Accurate estimation of glycated hemoglobin (HbA1c) from continuous glucose monitoring (CGM) remains challenging in clinic. We propose two statistical models and validate them in real-life conditions against the current standard, glucose management indicator (GMI). Modeling utilized routinely collected data from patients with type 1 diabetes from central Poland (eligibility criteria: age >1 year, diabetes duration >3 months, and CGM use between 01/01/2015 and 12/31/2019). CGM records were extracted from dedicated Medtronic/Abbott databases and cross-referenced with HbA1c values; 28-day periods preceding HbA1c measurement with >75% of the sensor-active time were analyzed. We developed a mixed linear regression, including glycemic variability indices and patient's ID (glucose variability-based patient specific model, GV-PS) intended for closed-group use and linear regression using patient-specific error of GMI (proportional error-based patient agnostic model, PE-PA) for general use. Models were validated with either new HbA1cs from closed-group patients or separate patient-HbA1c pool. External validation was performed with data from clinical trials. Performance metrics included bias, its 95% confidence interval (95% CI), coefficient of determination (), and root mean square error (RMSE). We included 723 HbA1c-CGM pairs from 174 patients (mean age 9.9 ± 4.4 years and diabetes duration 3.7 ± 3.6 years). GMI yielded = 0.58, with different bias between Medtronic and Abbott devices [0.120% vs. -0.152%, < 0.0001], and overall 95% CI = -0.9% to +1%, RMSE = 0.47%. GV-PS successfully captured patient-specific variance (closed-group validation: = 0.83, bias = 0.026%, 95% CI = -0.562% to 0.591%, RMSE = 0.31%). PE-PA performed similarly on new patients ( = 0.76, bias = -0.069%, 95% CI = -0.790% to 0.653%, RMSE = 0.37%). In external validation GMI, GV-PS, and PE-PA produced 73.8%, 87.5%, and 91.0% predictions within 0.5% (5.5 mmol/mol) from the true value. Constructed models performed better than GMI. PE-PA provided an accurate estimate of HbA1c with fast and straightforward implementation.
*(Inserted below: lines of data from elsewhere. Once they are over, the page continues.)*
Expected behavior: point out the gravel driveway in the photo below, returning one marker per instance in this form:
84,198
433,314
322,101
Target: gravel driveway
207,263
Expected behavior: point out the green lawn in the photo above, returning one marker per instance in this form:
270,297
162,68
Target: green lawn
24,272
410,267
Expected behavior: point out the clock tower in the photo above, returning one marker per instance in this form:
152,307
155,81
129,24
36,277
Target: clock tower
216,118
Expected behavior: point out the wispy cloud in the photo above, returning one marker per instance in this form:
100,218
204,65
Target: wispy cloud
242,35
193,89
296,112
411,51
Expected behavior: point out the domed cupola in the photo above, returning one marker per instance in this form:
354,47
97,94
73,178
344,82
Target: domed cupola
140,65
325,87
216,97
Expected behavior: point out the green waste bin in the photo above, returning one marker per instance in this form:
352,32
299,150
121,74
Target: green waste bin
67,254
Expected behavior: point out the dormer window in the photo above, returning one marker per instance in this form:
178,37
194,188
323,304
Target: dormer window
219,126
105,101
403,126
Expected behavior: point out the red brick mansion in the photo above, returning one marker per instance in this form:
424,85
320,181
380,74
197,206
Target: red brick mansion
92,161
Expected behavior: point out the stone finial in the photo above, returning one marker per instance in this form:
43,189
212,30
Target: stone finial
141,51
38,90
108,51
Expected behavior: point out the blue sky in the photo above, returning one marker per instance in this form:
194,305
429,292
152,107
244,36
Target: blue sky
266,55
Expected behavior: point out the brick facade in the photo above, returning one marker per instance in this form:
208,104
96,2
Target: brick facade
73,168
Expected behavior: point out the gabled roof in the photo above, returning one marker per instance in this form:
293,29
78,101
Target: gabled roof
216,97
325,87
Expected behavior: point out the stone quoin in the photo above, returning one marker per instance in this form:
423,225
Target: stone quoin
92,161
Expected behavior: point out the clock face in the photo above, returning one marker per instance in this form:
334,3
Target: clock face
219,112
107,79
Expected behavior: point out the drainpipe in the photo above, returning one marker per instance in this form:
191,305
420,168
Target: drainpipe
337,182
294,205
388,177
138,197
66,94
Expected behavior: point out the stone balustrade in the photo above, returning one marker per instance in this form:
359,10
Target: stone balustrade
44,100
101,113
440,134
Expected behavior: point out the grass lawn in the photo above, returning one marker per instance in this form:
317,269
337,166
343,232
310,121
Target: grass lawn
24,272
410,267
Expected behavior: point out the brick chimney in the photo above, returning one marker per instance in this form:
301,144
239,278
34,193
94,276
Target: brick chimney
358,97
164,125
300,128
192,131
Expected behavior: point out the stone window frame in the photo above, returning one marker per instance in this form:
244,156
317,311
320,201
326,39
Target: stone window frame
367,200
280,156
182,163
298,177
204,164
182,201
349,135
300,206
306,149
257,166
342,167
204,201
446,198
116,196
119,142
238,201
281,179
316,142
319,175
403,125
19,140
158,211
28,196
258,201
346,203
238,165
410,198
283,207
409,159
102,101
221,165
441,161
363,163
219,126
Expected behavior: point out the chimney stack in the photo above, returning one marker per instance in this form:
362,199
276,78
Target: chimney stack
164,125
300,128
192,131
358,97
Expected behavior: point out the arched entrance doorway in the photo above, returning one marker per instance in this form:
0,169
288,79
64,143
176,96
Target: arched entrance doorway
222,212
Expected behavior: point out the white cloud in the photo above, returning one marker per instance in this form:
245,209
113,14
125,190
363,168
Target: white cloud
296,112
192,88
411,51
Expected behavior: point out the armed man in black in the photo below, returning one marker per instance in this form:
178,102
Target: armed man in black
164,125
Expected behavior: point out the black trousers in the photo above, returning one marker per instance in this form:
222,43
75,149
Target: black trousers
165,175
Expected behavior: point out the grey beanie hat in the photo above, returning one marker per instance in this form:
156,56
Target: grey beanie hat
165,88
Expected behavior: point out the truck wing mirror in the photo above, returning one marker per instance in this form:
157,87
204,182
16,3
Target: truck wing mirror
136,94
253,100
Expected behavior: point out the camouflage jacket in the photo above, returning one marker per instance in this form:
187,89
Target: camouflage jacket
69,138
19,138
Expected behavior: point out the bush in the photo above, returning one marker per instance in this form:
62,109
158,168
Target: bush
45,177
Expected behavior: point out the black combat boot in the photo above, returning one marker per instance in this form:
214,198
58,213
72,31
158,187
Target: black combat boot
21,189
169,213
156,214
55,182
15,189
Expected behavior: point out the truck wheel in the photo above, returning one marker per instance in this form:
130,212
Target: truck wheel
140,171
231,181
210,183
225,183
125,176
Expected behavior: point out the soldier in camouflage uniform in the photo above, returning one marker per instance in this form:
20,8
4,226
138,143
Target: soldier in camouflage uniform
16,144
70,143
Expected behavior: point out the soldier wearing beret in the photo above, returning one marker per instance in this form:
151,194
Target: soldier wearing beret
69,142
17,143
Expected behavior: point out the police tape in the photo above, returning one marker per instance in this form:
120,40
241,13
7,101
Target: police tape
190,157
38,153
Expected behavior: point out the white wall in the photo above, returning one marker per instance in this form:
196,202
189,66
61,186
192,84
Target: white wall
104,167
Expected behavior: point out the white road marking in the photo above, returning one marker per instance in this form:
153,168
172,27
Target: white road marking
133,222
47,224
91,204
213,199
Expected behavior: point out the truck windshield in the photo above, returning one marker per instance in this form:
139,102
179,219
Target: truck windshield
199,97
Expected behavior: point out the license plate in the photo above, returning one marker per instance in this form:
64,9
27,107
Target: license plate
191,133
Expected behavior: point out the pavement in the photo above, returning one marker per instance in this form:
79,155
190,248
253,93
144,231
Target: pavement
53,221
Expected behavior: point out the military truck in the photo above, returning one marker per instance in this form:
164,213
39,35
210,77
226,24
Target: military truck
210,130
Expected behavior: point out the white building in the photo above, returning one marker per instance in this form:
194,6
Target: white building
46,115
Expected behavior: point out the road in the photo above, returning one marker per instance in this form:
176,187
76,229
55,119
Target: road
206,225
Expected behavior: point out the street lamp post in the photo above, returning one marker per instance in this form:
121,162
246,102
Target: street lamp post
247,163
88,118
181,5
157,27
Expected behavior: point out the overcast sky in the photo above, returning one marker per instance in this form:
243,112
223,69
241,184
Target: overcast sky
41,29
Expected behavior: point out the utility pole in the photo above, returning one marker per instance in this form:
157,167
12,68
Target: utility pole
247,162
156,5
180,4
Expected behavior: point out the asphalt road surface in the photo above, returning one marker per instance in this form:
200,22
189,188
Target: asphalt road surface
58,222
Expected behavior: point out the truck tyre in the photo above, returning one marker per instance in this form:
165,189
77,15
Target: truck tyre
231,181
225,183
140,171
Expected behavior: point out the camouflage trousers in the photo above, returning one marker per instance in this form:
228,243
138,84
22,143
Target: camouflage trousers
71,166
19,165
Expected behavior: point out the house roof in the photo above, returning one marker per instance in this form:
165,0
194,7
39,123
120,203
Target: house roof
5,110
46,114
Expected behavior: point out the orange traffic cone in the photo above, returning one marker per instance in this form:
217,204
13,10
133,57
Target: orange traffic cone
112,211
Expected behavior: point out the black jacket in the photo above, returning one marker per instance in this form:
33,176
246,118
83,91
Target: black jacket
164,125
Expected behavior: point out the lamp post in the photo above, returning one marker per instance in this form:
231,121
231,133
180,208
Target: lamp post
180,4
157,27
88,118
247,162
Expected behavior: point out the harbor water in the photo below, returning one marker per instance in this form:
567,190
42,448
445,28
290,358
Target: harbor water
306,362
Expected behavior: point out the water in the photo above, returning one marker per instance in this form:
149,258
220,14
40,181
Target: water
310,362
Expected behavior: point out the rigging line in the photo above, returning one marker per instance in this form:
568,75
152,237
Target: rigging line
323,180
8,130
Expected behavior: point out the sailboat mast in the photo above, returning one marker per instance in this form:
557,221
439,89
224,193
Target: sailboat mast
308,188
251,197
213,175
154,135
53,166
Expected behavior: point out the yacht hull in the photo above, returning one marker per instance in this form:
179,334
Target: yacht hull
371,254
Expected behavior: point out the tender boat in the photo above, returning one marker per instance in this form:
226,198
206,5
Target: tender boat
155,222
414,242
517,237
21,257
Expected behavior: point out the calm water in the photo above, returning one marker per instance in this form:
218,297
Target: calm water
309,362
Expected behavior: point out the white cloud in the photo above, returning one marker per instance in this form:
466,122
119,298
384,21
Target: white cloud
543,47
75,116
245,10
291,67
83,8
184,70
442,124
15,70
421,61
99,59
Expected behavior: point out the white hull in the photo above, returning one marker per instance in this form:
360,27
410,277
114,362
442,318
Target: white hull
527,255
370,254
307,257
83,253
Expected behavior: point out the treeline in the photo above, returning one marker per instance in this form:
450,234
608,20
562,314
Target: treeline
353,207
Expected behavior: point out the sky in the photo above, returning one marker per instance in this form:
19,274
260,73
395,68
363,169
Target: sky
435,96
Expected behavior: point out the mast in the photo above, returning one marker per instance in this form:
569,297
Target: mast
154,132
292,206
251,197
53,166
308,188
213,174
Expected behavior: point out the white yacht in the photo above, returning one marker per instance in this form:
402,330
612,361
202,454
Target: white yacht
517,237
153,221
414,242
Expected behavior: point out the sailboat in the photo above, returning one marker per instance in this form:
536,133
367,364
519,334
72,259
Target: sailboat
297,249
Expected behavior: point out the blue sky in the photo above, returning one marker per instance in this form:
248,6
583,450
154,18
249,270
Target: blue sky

在临床中,通过连续血糖监测(CGM)准确估算糖化血红蛋白(HbA1c)仍然具有挑战性。我们提出了两种统计模型,并在实际生活条件下针对当前标准血糖管理指标(GMI)对其进行了验证。建模利用了从波兰中部1型糖尿病患者中常规收集的数据(纳入标准:年龄>1岁,糖尿病病程>3个月,且在2015年1月1日至2019年12月31日期间使用CGM)。CGM记录从专用的美敦力/雅培数据库中提取,并与HbA1c值进行交叉对照;分析了HbA1c测量前28天内传感器活跃时间>75%的时间段。我们开发了一种混合线性回归模型,包括血糖变异性指标和患者ID(基于血糖变异性的患者特异性模型,GV - PS),用于封闭组使用,以及使用GMI的患者特异性误差的线性回归模型(基于比例误差的患者通用模型,PE - PA)用于一般使用。模型通过来自封闭组患者的新HbA1c或单独的患者 - HbA1c池进行验证。使用临床试验数据进行外部验证。性能指标包括偏差及其95%置信区间(95%CI)、决定系数()和均方根误差(RMSE)。我们纳入了174例患者的723对HbA1c - CGM数据(平均年龄9.9±4.4岁,糖尿病病程3.7±3.6年)。GMI的=0.58,美敦力和雅培设备之间存在不同的偏差[0.120%对 - 0.152%,<0.0001],总体95%CI = - 0.9%至 + 1%,RMSE = 0.47%。GV - PS成功捕捉了患者特异性差异(封闭组验证:=0.83,偏差=0.026%,95%CI = - 0.562%至0.591%,RMSE = 0.31%)。PE - PA在新患者中表现类似(=0.76,偏差= - 0.069%,95%CI = - 0.790%至0.653%,RMSE = 0.37%)。在外部验证中,GMI、GV - PS和PE - PA在与真实值相差0.5%(5.5 mmol/mol)范围内的预测分别为73.8%、87.5%和91.0%。构建的模型比GMI表现更好。PE - PA能够快速、直接地实施,提供准确的HbA1c估算值。